直到孙兴离开了好一会儿,苏寒洋才看到了女子的醒来。
“珊珊,你终于醒了……”
蒋珊珊的眼睛慢慢的睁开,茫然若失的看了看,视觉渐渐集中起来,然后看到了苏寒洋的脸上焦急的神色的。她的心中稍安定下来,喃喃的想说什么,却又说不出口,正在这个是时候,她感到了体内有一股暖流在流动着。
“寒洋,我不是死了么?”蒋珊珊的声音慢慢的清晰起来。
苏寒洋大喜过望的道:“没死,没死,多亏了孙先生的诊治,孙先生的医……呃……孙先生呢?”
他回过头来,才发现屋里多了两个人,而孙兴却不见了。
“孙先生哪里去了?”苏寒洋茫然的问道。
正在一边准备着做笔录的何志勇回答了之后,苏寒洋才猛一拍脑袋,骂道:“我真是混蛋,居然把孙先生晾在了一边。连他走了都不知道。”
蒋珊珊问起了孙兴,这才知道原来是孙兴治好了她的病。虽然不知道苏寒洋说的神奇是什么意思,但是她却能感觉到自己的体内确实是有一股暖流在冲击着胸前的部位。她从小就被这种寒疾缠身,即使是夏天也穿着厚厚的棉衣。
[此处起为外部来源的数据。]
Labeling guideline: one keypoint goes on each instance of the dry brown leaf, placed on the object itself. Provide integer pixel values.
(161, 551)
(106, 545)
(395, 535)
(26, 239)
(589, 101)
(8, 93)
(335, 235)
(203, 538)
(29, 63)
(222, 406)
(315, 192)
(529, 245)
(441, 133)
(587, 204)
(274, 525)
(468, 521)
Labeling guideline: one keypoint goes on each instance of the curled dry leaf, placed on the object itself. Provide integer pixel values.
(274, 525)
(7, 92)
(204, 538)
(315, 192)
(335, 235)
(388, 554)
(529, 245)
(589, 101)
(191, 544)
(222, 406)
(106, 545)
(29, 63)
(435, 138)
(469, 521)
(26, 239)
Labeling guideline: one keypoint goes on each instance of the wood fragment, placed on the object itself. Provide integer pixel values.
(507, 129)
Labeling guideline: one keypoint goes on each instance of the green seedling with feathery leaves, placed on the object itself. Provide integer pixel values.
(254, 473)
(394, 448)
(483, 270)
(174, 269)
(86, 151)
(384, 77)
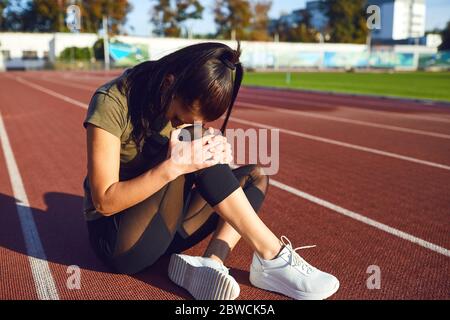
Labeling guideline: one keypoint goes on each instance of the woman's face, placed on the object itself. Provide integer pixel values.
(179, 115)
父母为了她的病,几乎操碎了心,听说东北的貂皮最是保暖,就亲自上东北求购,后来又听说古武世家苏家的烈火丹大补阳气,可以延寿保命,父母就带着她来到了岭北。
在岭北苏家,她们一家三口一住就是好几年,而苏寒洋也成了她的玩伴。后来身体调养好了,因为父母这一代正好破除了以往的传男不传女的家规,所以她身体略好后就开始跟随父母学过家传的古武,好期望能驱散的胸前的那团阴寒的气息。可是结果却令父母都失望了,她的内气搬运之法始终不能用。一旦搬运内气,就会被胸前一种阴寒的气息吞噬,然后就是剧痛如绞。她一向倔强的很,就不断尝试,结果身子愈发的差了,父母只好看着她不让她修炼。干脆就带着她移居到了国外。在气候温热的国家的求医,这才活到了现在。可是随着年龄的增长,那寒气也越来越大。
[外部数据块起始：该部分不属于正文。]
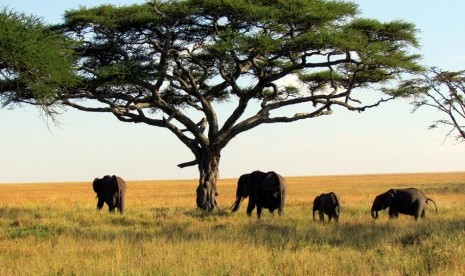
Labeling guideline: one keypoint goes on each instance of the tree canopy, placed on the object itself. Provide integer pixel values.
(35, 63)
(169, 63)
(443, 91)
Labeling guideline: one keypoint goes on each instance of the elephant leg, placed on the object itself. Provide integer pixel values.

最后蒋珊珊放弃了跟随父母求医,决定回国看看家乡。她想到了一直在网上联系的青梅竹马的苏寒洋,于是想自己一个人到岭北来见他,好给他一个惊喜。因为往常都中午都不会病发,所以她特意在中午时开车。但是想不到的是,不知是不是因为刚回来水土不服的缘故。在中午天最热的时候,她居然病发了。
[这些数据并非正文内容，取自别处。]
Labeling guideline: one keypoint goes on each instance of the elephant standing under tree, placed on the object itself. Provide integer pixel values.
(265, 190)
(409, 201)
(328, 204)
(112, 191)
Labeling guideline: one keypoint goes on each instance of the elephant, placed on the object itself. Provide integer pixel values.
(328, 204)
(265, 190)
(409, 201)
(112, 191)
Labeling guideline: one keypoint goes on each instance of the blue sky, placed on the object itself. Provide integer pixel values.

再次醒来的时候,她忍着昏沉的感觉,对身边的一个晃动的影子说,找苏寒洋,她只想在人生的最后时刻,能完成一个小小的心愿而已。
她的愿望实现了,甚至她的病居然已经被人治好了。双喜临门的她,反而有些懵然了,这是梦么?为什么会有幸福的感觉?
她悄悄的用手掐了掐自己的大腿,好痛,这真的不是梦,她再次静心感受了下,胸前的那团阴寒的气息,真的已经完全消失不见了。难道自己的病真的好了?缠绵了自己二十多年的顽疾,就这样,消失了?
不知不觉的,蒋珊珊的泪水已经落了下来。
“寒洋,我现在好幸福!”蒋珊珊说道,然后,她看到了苏寒洋的脸上兴奋的神色,心中更是温暖,“你能说说那位孙先生的事么?我还没有向他道谢呢。”
“啊对对,道谢,我真是该死,怎么就没想到呢?”
蒋珊珊看他抓耳挠腮的样子,却想起了小时候,他带着几个孩子们一起去山里玩的时候,结果苏寒洋反而把大家带迷路了的时候,他就是现在这个表情。想到了小时候的事情,她的心里更是甜蜜,对救了自己的人也更是感激。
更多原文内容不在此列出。